One of the earliest documentations of the Cortese grape dates back to a 1659 report to the Marchesa Doria from the estate manager of the family's villa in Montaldeo that states that all the vineyards were planted with Cortese and Vermentino. In 1870, the ampelographers P.P. DeMaria and Carlo Leardi noted that the Cortese was being widely cultivated in the Alessandria province of Piedmont, where it was prized for its hardiness to grape diseases and ability to produce large crop yields as well as high-quality wine.

==Wine regions==
Today, Cortese is most widely associated with the DOCG wine Cortese di Gavi, produced in the Alessandria Gavi region. There are significant plantings of the grape throughout southeastern Piedmont, including the DOC wine-producing areas of Colli Tortonesi and Cortese dell'Alto Monferrato, located a few miles to the west of Gavi and of Monferrato Casalese Cortese, which extends to the Basso Monferrato north of the Tanaro. Despite the proximity to Gavi, Cortese experiences a significantly difficult time with the grapes fully ripening in Tortona and Monferrato. Piemonte Cortese DOC can be made in the Province of Cuneo to the west, along with Alessandria and Asti.

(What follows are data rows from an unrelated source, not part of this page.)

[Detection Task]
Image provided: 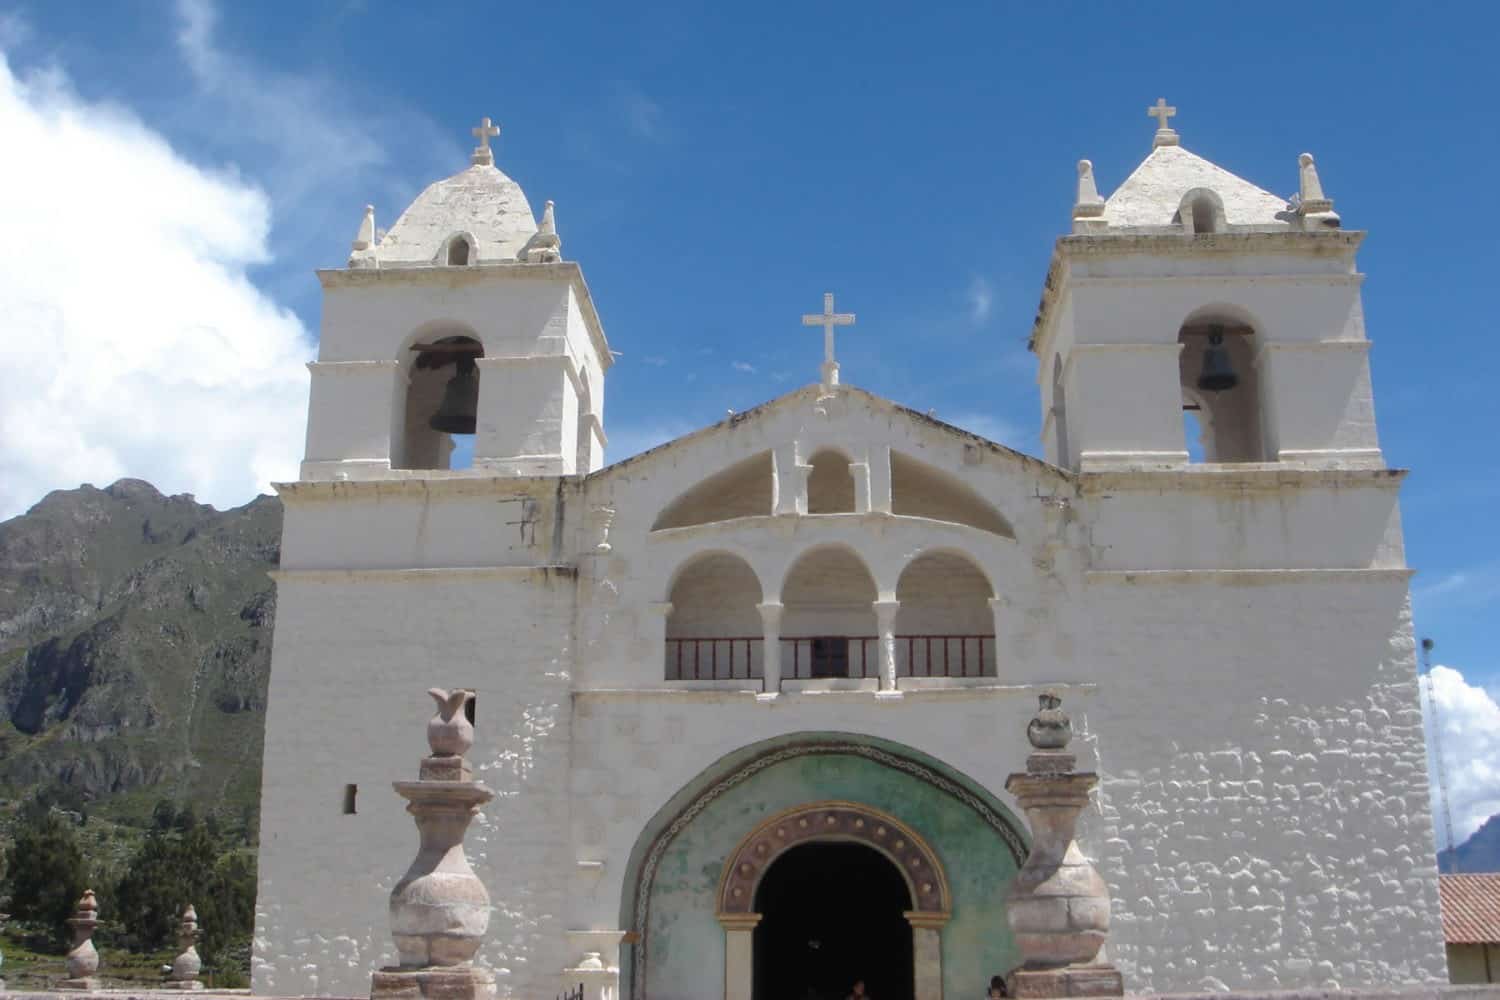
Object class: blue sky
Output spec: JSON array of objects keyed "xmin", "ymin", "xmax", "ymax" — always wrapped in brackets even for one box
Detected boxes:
[{"xmin": 0, "ymin": 2, "xmax": 1496, "ymax": 841}]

Outside of Piedmont, the grape can be found in significant quantities in the Oltrepò Pavese, part of the Province of Pavia in Lombardy, which borders the Province of Alessandria. Further east, Garda Cortese DOC is produced in the hills near Lake Garda (provinces of Brescia and Mantova in Lombardy and the province of Verona in the Veneto). The grape may also be used as part of the blend for the Bianco di Custoza DOC, near Lake Garda in the Province of Verona. As of 2000, 7,800 acre of Cortese were planted throughout Italy.

==Wines==
Wines made from Cortese (particularly those from the DOCG Gavi) have long been favored by restaurants in the southern neighboring port of Genoa as a wine pairing with the local seafood caught off the Ligurian coast. The wine's moderate acidity and light, crisp flavors pair well with the delicate flavors of some fish. Cortese wines tend to be medium bodied with notes of limes and greengage. The wines can be aggressively acidic and lean in particularly cool vintages, but winemaking techniques such as malolactic fermentation and oak barrel fermentation can temper that.

==Synonyms==
Cortese is also known under the synonyms Bianca Fernanda, Corteis, Cortese Bianca, Cortese Bianco, Cortese d'Asti, Cortese dell'Astigliano, Courteis, Cortesi, Courteisa, Fernanda Bianca, and Raverusto.